Valle d'Itria

Le liturgie alimentari alla festa di san Giuseppe in Valle d'Itria


In occasione della festa di San Giuseppe, il 19 marzo, è usanza tipica della Puglia tutta di imbandire le cosiddette  "Tavole di san Giuseppe", ossia pranzi in onore del Santo.

Risalire all'origine di questa tradizione non è semplice ma, tra le altre, la teoria più diffusa fa affondare le origini alla dominazione bizantina nell'Italia Meridionale, quando le comunità di monaci basiliani, pervasi da spirito di carità,  offrivano pasti caldi e protezione alle genti stremate da carestie e povertà. Una tradizione che si è perpetuata nei secoli con i pasti offerti ai  poveri durante la festa del Santo. San Giuseppe è infatti il protettore  dei poveri e degli abbandonati, oltre che dei falegnami e degli artigiani.

Così le Tavole di San Giuseppe, che si rinnovano ogni anno, sono una sorta di altari sacri imbanditi per le comunità e per le famiglie, con sopra ogni ben di Dio. Si tratta di lunghe tavolate con al centro un'immagine del Santo con addobbo di fiori freschi e ceri intorno. Sulle Tavole non possono mancare grossi pani tondi nei cui incavi si pongono arance o finocchi; nel Salento la zuppa di ceci con i maltagliati (pasta casereccia) al rosmarino è molto tipica;   nell'Alto Salento anche la pasta con miele e mollica di pane, la verdura lessata,  la verza affucata (a Ceglie Messapica), lo stoccafisso in umido, la focaccia con miele, l'olio d'oliva extravergine pugliese, ottimo vino e, di più recente tradizione, le zeppole. Una Tavola abbondante ma  "magra" , senza la carne perché bandita fino alla Pasqua dal periodo quaresimale in corso.

I cibi di san Giuseppe  hanno un significato simbolico e rituale: la pasta e ceci,  per esempio, dai colori  bianco e giallo ricorda il narciso, bellissimo fiore che sboccia ai primi tepori primaverili, rappresentando così lo sbocciare della nuova stagione primaverile. Lo stoccafisso era il pesce delle grandi occasioni festive, ma il pesce è soprattutto un emblema cristologico; la focaccia, infine, accompagnata al miele  rimanda invece a rituali pagani, le offerte fatte dalle genti agli dei di pane edulcorato con miele, per propiziarsi nelle feste di primavera la loro benevolenza.

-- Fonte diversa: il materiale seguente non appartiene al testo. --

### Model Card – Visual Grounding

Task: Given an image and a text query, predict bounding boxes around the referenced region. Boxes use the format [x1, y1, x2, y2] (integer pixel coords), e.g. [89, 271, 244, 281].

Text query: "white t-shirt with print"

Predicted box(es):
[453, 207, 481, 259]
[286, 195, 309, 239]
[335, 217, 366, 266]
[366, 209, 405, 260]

Le tanto attese zeppole di san Giuseppe appartengono a una tradizione più recente diffusa in tutta Italia. Si narra che durante la  fuga in Egitto della Sacra Famiglia,  Giuseppe per sfamare Maria e Gesù vendette  frittelle in terra straniera. Da qui il simpatico nomignolo di  "frittellaro", già diffuso forse in epoca romana. Quelle frittelle sono diventate poi dolci dedicati a tutti i papà del mondo.

Ogni Tavola di san Giuseppe non è completa se non è arricchita dai rituali fuochi, di sicura derivazione pagana per la simbologia della luce che il fuoco emana, che rappresenta la luce del giorno che aumenta sull'oscurità della notte. Ma il patrocinio di quei fuochi di marzo fu poi assegnato dalla Chiesa ai cristiani, alle popolazioni rurali in particolare, dove la religiosità continuò ad essere impregnata di sacro e profano. In sintesi si può affermare che  le Tavole di san Giuseppe attestano una circolarità di cibo tra gli uomini e le entità sacrali di Giuseppe, Maria e Gesù, idealmente invitati  a un pasto quanto più ricco e abbondante, di primizie di stagione,  per ricambiare la generosità da loro concessa  in circostanze rischiose dell'esistenza, malattie, carestie, lutti.

Continuare a perpetuare certi rituali, che oggi assumono anche  una connotazione  turistica, vuol dire tramandare ai giovani un ricco patrimonio culturale che certamente è identitario dei luoghi.